The pattern of white coat adherence in younger children was replicated in both clinic visits. In contrast, older children’s and adolescents’ pump adherence behaviors did not markedly change in the days preceding the diabetes clinic visit. These results highlight the need for open communication about adherence behaviors and the need for different intervention strategies depending on the age of the child. Intervention strategies will likely be different in content because younger children (and their parents) who demonstrate the propensity to increase adherence as the diabetes clinic visit approaches (eg, increase frequency of visits may be 1 solution), ¹¹ whereas intervention strategies for older children and adolescents might focus on reinitiating or increasing parent involvement, or other novel models of care such as “Team Clinic.” ¹²

The present study has a number of strengths that expand on past research on T1D treatment regimen adherence and specifically, the occurrence of white coat adherence. Previous studies have only examined white coat adherence in children <12 years of age, yet this study extended that age range to include patients as old as 19 years of age, allowing for greater examination of the developmental variability of white coat adherence. The present study also used objective data to examine white coat adherence, rather than relying on patient self-reported adherence, which can be prone to error. However, notably, carbohydrate inputs are estimated and manually entered, as are BGM results for those patients who do not use a wireless meter. Nonetheless, data downloaded from insulin pumps offer the closest approximation of actual adherence behavior that is currently available. This study expands on the time frame for which white coat adherence behaviors have been examined. Most previous studies have used a limited amount of data (eg, 5 days, 2 weeks prior to the appointment); however, all the available data from insulin pumps were examined in the current study, with all children having at least 28 days of data. In addition, we replicated our findings at 2 diabetes clinic visits. Finally, we examined white coat adherence with respect to carbohydrate inputs and insulin bolusing.

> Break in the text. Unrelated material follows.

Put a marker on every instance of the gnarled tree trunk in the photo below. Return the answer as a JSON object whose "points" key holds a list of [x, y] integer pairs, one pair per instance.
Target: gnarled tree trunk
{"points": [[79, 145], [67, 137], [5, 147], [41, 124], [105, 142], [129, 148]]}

Limitations of this study include relatively small sample size, missing data because of technological problems involving the download (hence only 85% overlap in patients), and lack of data for potential explanations of the white coat effect (eg, who is responsible for the diabetes treatment regimen). In addition, some patients may have changed their behavior simply because they were aware of being in the study; however, it is notable that the results were replicated at 2 separate diabetes clinic visits. Nevertheless, the results of the current study are highly clinically relevant as members of the diabetes health care team need to be aware that white coat adherence occurs, especially in families caring for young children with T1D.